Примерно в два часа дня Аарон уехал домой на автобусе, но до этого мы поработали и, по моему настоянию, постарались, как могли, позабыть про чек Смайлсбургера и начать разговор о «Баденхайме 1939», из которого впоследствии получился письменный диалог, процитированный мной выше. А я пошел пешком в сторону центрального продуктового рынка и облупленного рабочего квартала, примыкающего к рынку сзади, чтобы навестить кузена Аптера в комнате, которую он снимает у хозяйки на одной из улочек квартала Оэль Моше; иду, думаю о том, что миллион Смайлсбургера — вовсе не первый миллион, пожертвованный на какую-нибудь еврейскую кампанию каким-нибудь состоятельным евреем: по меркам еврейской благотворительности миллион — в сущности, гроши, и в этом самом городе, наверно, каждую неделю какой-нибудь американский еврей, сколотивший капитал на недвижимости или торговых центрах, заходит в кабинет к мэру поболтать о том о сем, а потом, уже прощаясь, вручает ему с лучезарной улыбкой чек на сумму вдвое крупнее моей. Причем не только жирные коты жертвуют неутомимо — даже безвестные старики типа Смайлсбургера все время оставляют Израилю небольшие капиталы. Такова традиция щедрости, начавшаяся с Ротшильдов, да нет, еще до них, — сногсшибательные суммы, жертвуемые в пользу евреев, которым грозит опасность или нищета, евреям, оказавшимся в положении, в котором их процветающие благодетели либо побывали сами, либо, как они считают, избежали его только чудом, назло всему ходу истории. Да, в этом хорошо известном, хорошо разрекламированном контексте такой жертвователь и его пожертвование выглядели абсолютно логично, абсолютно заурядно, даже если я в своих конкретных обстоятельствах все еще не мог уразуметь, что такое на меня свалилось.
Меня обуревали путаные, противоречивые мысли.
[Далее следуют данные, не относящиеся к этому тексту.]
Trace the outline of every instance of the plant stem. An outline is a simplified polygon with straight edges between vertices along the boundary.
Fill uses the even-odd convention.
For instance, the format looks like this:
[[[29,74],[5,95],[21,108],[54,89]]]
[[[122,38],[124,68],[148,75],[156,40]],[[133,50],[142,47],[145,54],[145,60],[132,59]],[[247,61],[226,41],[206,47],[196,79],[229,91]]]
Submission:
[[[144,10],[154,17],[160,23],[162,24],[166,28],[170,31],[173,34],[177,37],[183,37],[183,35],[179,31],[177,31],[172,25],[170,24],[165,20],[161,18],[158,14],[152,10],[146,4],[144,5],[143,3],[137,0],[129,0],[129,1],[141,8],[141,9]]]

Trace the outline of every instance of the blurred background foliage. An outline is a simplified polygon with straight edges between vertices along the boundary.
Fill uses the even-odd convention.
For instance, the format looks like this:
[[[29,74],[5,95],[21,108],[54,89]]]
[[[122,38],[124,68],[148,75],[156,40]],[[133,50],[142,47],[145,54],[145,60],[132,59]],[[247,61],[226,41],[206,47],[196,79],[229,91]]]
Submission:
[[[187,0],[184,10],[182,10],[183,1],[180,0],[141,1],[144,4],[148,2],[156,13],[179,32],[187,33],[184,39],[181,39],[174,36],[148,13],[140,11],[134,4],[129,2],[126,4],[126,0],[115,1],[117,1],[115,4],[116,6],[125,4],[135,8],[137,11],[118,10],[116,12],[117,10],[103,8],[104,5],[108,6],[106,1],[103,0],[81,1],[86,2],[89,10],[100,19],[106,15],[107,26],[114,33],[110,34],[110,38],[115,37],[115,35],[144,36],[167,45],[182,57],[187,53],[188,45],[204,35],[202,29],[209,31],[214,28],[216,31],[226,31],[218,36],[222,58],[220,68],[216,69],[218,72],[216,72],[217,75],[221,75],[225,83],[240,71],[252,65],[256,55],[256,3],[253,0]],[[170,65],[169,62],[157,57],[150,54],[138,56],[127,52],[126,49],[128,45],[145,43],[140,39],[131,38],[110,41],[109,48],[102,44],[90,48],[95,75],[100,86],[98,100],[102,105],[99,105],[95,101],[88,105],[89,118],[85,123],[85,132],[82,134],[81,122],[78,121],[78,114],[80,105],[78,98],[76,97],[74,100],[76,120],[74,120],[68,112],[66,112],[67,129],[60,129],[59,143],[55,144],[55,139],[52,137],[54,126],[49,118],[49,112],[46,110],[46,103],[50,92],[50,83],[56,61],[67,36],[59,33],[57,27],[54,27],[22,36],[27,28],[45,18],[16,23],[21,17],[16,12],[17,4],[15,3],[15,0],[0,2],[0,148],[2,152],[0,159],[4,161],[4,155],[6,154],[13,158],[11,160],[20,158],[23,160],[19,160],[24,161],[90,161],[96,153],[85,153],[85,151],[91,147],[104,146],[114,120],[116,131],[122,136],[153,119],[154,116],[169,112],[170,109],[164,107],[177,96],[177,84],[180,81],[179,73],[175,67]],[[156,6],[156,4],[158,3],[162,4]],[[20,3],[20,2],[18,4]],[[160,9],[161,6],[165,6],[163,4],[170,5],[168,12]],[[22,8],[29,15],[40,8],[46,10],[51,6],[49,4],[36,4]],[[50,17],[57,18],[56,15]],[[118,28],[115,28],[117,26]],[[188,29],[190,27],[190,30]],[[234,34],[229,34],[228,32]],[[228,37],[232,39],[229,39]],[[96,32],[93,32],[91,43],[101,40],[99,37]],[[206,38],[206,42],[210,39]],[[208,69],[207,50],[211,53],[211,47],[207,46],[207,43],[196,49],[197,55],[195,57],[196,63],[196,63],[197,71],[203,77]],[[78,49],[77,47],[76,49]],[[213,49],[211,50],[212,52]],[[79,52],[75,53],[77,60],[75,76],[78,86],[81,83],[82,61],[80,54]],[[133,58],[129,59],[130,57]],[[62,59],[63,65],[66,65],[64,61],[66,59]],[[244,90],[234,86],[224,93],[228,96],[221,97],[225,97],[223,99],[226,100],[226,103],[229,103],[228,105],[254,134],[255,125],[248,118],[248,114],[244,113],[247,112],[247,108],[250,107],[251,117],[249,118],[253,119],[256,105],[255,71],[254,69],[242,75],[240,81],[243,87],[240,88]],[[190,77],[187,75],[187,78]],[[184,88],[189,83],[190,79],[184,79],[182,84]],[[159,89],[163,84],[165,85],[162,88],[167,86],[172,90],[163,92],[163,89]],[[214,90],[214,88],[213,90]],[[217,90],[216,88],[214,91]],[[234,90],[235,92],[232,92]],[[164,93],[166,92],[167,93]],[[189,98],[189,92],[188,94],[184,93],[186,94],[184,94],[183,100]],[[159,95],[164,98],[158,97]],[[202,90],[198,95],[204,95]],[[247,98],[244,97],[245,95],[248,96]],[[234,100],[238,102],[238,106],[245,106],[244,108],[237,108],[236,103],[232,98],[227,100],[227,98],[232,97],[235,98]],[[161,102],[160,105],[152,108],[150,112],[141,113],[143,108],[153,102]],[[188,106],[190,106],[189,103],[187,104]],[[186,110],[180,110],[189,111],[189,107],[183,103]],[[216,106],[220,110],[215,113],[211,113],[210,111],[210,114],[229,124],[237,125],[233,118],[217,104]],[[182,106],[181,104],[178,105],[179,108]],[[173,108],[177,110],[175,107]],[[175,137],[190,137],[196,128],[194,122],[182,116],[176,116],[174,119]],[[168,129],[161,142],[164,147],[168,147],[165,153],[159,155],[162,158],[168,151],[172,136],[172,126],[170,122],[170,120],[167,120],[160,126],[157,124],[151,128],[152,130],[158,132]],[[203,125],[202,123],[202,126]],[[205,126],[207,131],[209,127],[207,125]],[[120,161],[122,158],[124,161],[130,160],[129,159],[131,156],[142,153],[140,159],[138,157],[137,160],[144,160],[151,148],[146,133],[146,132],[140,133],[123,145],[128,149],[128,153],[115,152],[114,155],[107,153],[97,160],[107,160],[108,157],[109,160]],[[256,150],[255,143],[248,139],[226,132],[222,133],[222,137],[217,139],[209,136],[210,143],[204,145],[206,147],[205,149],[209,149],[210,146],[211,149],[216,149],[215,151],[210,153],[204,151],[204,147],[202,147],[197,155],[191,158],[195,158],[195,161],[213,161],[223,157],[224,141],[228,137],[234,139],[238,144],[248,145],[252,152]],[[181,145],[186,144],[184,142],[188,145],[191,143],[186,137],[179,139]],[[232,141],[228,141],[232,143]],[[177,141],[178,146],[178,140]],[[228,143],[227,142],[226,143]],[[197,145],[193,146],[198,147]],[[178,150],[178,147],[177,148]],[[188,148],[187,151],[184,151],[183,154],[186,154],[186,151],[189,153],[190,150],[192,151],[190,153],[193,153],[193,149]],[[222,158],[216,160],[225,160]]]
Ну конечно же, пора обратиться к Элен, моему юристу, попросить, чтобы она связалась с местным адвокатом (или с местной полицией), начать наконец делать то, что необходимо, дабы насильно отделить «другого» от меня, пока не стрясется что-нибудь новенькое, перед чем поблекнет даже недоразумение на миллион долларов в Доме Тихо. Я велел себе: найди телефон-автомат и немедленно звони в Нью-Йорк, — но вместо этого побрел, описывая круги, к старому рынку на улице Агриппас, влекомый силой, которая могущественнее, чем предусмотрительность, настойчивее, чем даже тревога или страх, той силой, которая желала, чтобы эта история развивалась под его, а не под мою диктовку; итак, на сей раз сюжет выстраивался без какого-либо моего вмешательства. Возможно, это мой излечившийся рассудок вновь встал к штурвалу: вернулись прагматичная отрешенность, целеустремленный нейтралитет писателя за работой, все то, что, как казалось мне полгода назад, было изуродовано во мне безвозвратно. Как я вчера объяснял Аарону, после нескольких месяцев, когда субъективистский водоворот нервного срыва вертел меня, как щепку, моей заветной мечтой стала десубъективизация: сосредоточение на чем угодно, кроме моих собственных мытарств. Пусть его личное «я» доводит себя до умопомешательства — моему «я» пора в долгожданный, заслуженный отпуск. Что ж, это для Аарона, сказал я себе, изглаживание своего «я» — обычное занятие, но мне аннигилировать себя, пока тот, другой, беспрепятственно разгуливает по городу… что ж, если ты в этом преуспеешь, то навеки поселишься в мире чистой объективности.